Nous faisons la connaissance de Tuva, 12 ans, qui vit avec ses parents dans l’archipel de Stockholm. C’est une jeune fille solitaire qui s’est toujours sentie à part et ses camarades ne font rien pour arranger ça. Depuis quelques temps, elle est en proie à des cauchemars toutes les nuits, où elle rêve qu’elle se noie. Depuis, elle sent que la mer ne se comporte pas comme d’habitude et son malaise s’accroît lorsqu’un des élèves de sa classe disparaît durant une course d’orientation. À l’aide de Rasmus, un nouveau qui vient juste d’arriver, ils mèneront l’enquête et ils découvriront un monde de légendes et de superstitions, où Tuva se découvrira une destinée hors du commun…

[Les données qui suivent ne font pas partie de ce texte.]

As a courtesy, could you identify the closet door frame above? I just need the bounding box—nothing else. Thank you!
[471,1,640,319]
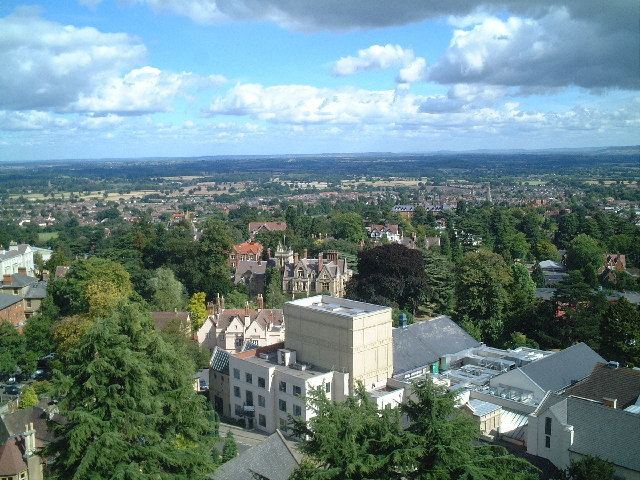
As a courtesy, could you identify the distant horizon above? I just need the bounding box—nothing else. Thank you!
[0,144,640,164]
[0,0,640,161]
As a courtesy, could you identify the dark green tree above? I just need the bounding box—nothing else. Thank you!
[455,250,513,342]
[45,303,216,480]
[600,297,640,367]
[423,250,454,315]
[222,430,238,463]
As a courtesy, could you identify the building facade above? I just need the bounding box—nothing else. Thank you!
[284,295,393,392]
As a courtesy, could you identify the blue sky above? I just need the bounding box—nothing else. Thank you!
[0,0,640,160]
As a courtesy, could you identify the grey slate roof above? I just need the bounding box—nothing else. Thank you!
[209,347,229,375]
[520,343,606,392]
[567,397,640,471]
[0,293,22,310]
[212,430,301,480]
[393,315,480,375]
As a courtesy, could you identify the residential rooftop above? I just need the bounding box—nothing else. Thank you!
[288,295,391,318]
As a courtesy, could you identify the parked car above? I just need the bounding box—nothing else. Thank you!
[4,385,20,395]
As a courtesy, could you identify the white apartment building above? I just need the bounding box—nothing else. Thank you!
[229,346,349,433]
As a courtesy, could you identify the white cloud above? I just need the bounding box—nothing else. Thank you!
[69,66,226,114]
[208,84,418,124]
[332,44,415,76]
[0,8,226,114]
[429,8,640,89]
[0,9,146,110]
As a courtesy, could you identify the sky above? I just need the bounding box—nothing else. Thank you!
[0,0,640,161]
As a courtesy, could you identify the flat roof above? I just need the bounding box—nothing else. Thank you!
[287,295,391,317]
[232,352,330,380]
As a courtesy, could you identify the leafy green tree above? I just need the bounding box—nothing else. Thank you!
[455,250,513,342]
[45,303,216,480]
[18,386,38,410]
[424,250,454,315]
[0,320,25,377]
[600,297,640,367]
[222,430,238,463]
[149,268,187,312]
[293,384,416,480]
[347,243,426,314]
[567,233,605,286]
[400,380,539,480]
[187,292,208,330]
[264,267,286,308]
[558,455,619,480]
[51,257,133,318]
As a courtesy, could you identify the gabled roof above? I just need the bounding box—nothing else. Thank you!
[0,293,22,310]
[0,437,27,477]
[233,242,262,255]
[213,430,302,480]
[249,222,287,232]
[520,343,605,392]
[566,397,640,471]
[393,315,480,375]
[563,363,640,409]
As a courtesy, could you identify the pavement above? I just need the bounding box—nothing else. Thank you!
[219,422,268,453]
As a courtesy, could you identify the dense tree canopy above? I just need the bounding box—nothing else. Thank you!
[46,303,216,480]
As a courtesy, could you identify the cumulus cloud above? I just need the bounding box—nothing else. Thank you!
[429,8,640,89]
[124,0,639,35]
[208,84,418,124]
[332,43,415,76]
[0,8,226,114]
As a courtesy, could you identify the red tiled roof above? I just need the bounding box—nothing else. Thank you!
[233,242,262,255]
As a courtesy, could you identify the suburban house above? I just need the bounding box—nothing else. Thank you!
[0,293,27,330]
[233,259,268,297]
[527,362,640,480]
[367,224,402,243]
[0,406,53,480]
[249,222,287,238]
[229,242,262,269]
[391,205,416,219]
[196,295,285,352]
[282,251,353,297]
[213,430,302,480]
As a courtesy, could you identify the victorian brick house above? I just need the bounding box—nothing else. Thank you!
[282,251,353,297]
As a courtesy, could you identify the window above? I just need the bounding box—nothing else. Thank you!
[278,418,287,431]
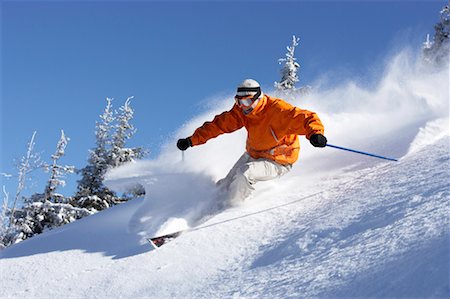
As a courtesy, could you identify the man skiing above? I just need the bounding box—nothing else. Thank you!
[177,79,327,205]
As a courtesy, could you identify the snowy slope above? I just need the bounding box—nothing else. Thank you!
[0,137,450,298]
[0,50,450,298]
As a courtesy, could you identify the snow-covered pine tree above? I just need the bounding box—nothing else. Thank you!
[109,97,147,201]
[422,1,450,65]
[44,130,75,203]
[72,98,117,212]
[275,35,300,92]
[109,97,145,167]
[0,186,9,250]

Le style de Camilla et Viveca Sten est très agréable, fluide et prenant. J’ai tout de suite été happée dans leur univers qui est intéressant, empreint de folklore scandinave, dans les paysages envoûtants de la baltique. En ce qui concerne l’intrigue, elle est bien rythmée avec de l’action, des révélations et des rebondissements. Tout est bien mené, bien que cela demeure assez prévisible et tout se déroule un peu trop facilement. Du côté des protagonistes, ils sont plaisants à suivre. Tuva va beaucoup évoluer. Elle découvrira de nombreuses choses sur elle et sur sa famille, qui risquent bien de changer sa vision sur elle et ce qui l’entoure. Quant à Rasmus, il sera un vrai soutient pour cette jeune fille qui s’est toujours sentie rejetée, une belle amitié va les unir et voir peut-être plus…

Pour conclure :

« La fille de l’eau » est une agréable surprise, c’est bien écrit et addictif. Ce tome introductif nous donne envie de connaître la suite, d’explorer un peu plus cet univers qui n’en est qu’à ses balbutiements, où l’amour de la mer et de l’archipel brille à travers l’histoire. Je lirais la suite avec plaisir, elle s’annonce prometteuse !

À noter que les auteurs font également passer un message sur la situation assez critique de l’état de la mer baltique.